Finally, she sat up in bed and pushed the covers aside. The telephone was downstairs in the living-room. Stacey pulled on her dressing-gown and made her way down, repeating the words in her head as though they might escape her again.
This was no dream. Stacey was certain of that now. The words had come hard on the heels of a dream, but they had come into her mind in that time between sleep and waking and now she had prodded the memory, felt the pain of it, she knew that it was real.
Her mother called to her from the kitchen as she went by. Walked silently past her father as he came into the hall. Made her way straight to the telephone and dialled the number on the card that she had been given.
She was startled to find that Mike wasn’t there.
‘Oh!’ Stacey said. ‘Well, look, can you get a message to him, get him to phone me? It is important, yes. Tell him it’s Stacey. Stacey Holmes. And that I’ve remembered something.’
Chapter Nineteen
10 a.m.
‘Do you mind if I smoke?’
Price shrugged. ‘It’s your house.’
‘I know, but some people don’t like it. Terry doesn’t, I tend not to when he’s here.’
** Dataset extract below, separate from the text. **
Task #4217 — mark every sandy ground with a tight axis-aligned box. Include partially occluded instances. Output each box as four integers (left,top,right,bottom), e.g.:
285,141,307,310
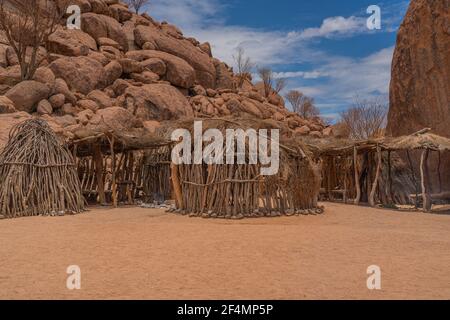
0,204,450,299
Price smiled. ‘Difficult things, teenagers,’ he said. ‘Think they can tell you everything.’
‘Do you have children?’
Price shook his head. ‘No, not me, never found anyone daft enough to have them with me.’
There was silence for a moment or two, then Price said, ‘You reported him missing Friday night? You got a visit, I presume?’
‘Yeah, a young constable. A quarter past one, it was.’ She smiled. ‘He looked a bit lost himself; funny, you know what they say about policemen getting younger . . .’
She trailed off, looking away from him and taking a cigarette from the pack. Her hands trembled a little as she lit the match. She was, Price thought, holding herself together very well now that he was here, but the pale face and red-rimmed eyes told a different story.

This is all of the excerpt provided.